Future Planning and Action Intentions
Three-to-Five-Year Personal Development Plan
One participant laid out an ambitious plan: first get a regular position at an international bank, while taking the self-study undergraduate exam (he’s already passed the computer subjects but is a few points short on general courses like College Chinese and Marxism). Then move to Hong Kong or Singapore. By 2027-2028 (around age 36-38), present himself fluently in English on the global geek stage, do a creative project like Zhihui Jun’s, aiming for 100,000 followers. Then gradually expand to 500,000 or even 1 million.
Tech Investment Plans
He plans to replace all three of his phones with iPhone 16 Pro (second-hand) in the coming months, expanding to four phones. He already has five or six computers at home, including a local GPU environment. He plans to invest 50,000-60,000 RMB in stronger GPUs over the next year, gradually multiplying the number of local app installations tenfold (from 200-300 to 2,000-3,000). In terms of token consumption, he currently uses about 500 million per week, 2 billion per month, planning to increase to 5-10 billion per month in two months, and to compete with peers after sustaining this for three to five years.
Refined Operations Plans
He’s already building a super command-line toolkit (including networking, translation, blog publishing, screenshot notes, meeting transcription — around 100+ commands), but only he uses it. Next he plans to redevelop marketing command-line tools to automatically publish content to multiple social platforms (Xiaohongshu, Twitter, etc.). He’s registered about 30 social accounts and continues to expand. His blog currently has 50,000-70,000 monthly visits, about 500,000 yearly, and he plans to monetize through Google Ads.

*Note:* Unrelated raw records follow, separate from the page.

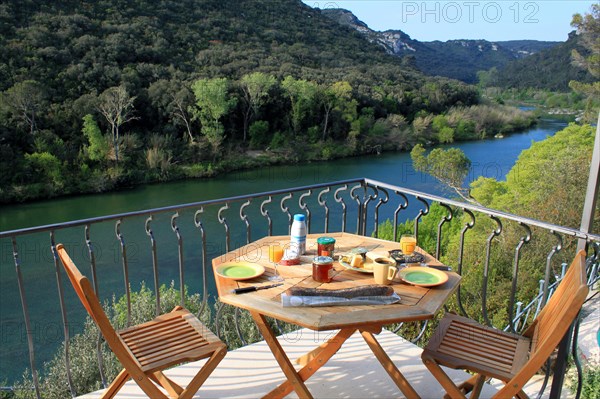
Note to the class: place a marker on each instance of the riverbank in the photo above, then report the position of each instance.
(44, 176)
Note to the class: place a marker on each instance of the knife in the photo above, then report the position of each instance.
(253, 288)
(441, 267)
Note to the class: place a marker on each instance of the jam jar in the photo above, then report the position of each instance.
(325, 246)
(323, 269)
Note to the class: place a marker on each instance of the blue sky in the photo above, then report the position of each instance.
(495, 20)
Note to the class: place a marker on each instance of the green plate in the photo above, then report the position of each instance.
(423, 276)
(240, 270)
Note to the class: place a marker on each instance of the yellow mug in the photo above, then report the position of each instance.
(408, 244)
(384, 270)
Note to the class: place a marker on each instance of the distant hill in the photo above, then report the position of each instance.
(549, 69)
(457, 59)
(525, 48)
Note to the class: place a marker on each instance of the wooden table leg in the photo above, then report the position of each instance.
(389, 366)
(313, 361)
(284, 362)
(334, 344)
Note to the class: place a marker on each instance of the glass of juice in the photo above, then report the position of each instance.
(275, 255)
(408, 243)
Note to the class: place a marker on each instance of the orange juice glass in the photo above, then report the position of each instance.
(408, 243)
(275, 255)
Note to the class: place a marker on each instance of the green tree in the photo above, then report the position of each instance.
(25, 99)
(302, 94)
(588, 27)
(550, 172)
(212, 103)
(116, 105)
(338, 97)
(97, 150)
(46, 169)
(450, 167)
(256, 87)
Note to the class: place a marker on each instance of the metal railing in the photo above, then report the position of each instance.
(203, 230)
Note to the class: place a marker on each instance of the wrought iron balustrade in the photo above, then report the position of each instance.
(181, 240)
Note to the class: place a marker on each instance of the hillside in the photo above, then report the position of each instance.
(457, 59)
(550, 69)
(96, 95)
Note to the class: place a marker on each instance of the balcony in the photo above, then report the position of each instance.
(177, 243)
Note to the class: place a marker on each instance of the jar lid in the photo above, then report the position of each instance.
(359, 250)
(322, 260)
(325, 240)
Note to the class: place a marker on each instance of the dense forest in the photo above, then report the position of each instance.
(97, 95)
(550, 69)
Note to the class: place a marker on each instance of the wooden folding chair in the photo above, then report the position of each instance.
(461, 343)
(147, 349)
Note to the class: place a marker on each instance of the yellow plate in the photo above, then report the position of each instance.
(240, 270)
(423, 276)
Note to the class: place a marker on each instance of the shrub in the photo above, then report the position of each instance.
(590, 383)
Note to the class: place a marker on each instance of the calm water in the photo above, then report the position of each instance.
(490, 158)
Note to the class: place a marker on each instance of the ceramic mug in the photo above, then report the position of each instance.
(384, 270)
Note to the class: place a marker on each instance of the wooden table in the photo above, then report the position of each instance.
(417, 303)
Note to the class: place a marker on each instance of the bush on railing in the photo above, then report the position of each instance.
(83, 347)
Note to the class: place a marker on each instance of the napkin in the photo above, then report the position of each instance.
(297, 300)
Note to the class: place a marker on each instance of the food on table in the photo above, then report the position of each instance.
(325, 246)
(357, 261)
(365, 290)
(323, 269)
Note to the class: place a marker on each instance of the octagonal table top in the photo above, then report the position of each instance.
(417, 303)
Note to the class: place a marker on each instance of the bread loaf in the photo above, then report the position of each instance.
(365, 290)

Long-Term Layout for Software-Hardware Integration
He plans to start later this year or next, leveraging his existing hardware foundation (circuit knowledge, device assembly experience) and supported open-source chip and robotics projects (Verilog, Arduino, etc.) to bridge software and hardware skills. Ultimately, by 2027-2028, present comprehensive capabilities fluently in English on the global stage.

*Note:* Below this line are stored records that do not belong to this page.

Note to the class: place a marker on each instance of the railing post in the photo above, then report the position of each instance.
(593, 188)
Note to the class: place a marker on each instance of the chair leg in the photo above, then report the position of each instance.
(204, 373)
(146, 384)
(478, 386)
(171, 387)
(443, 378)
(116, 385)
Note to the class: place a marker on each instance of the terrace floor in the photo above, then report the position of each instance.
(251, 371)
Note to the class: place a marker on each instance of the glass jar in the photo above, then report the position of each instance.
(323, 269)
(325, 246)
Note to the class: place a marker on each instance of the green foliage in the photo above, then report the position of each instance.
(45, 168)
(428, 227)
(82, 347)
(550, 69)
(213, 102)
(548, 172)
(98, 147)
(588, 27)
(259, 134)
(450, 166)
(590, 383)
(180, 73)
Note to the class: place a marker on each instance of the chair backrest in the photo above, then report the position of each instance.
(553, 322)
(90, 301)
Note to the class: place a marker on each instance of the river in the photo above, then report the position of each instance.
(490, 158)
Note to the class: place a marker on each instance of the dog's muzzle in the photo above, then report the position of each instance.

Conversation Wrap-Up and Emotional Exchange
At the end of the conversation, both expressed deep friendship. One participant said that when he was depressed, the other was the best among the dozen or twenty friends who genuinely cared. The other responded that he is also an entrepreneur, sees many excellent qualities in the first participant, and that life is full of experiences — even adversity is an experience. They encouraged each other, believing that as long as you find the right direction and persist, you can keep improving. Finally, one participant said he was going to drink porridge, while the other was going to do GPU training. They agreed to keep in touch.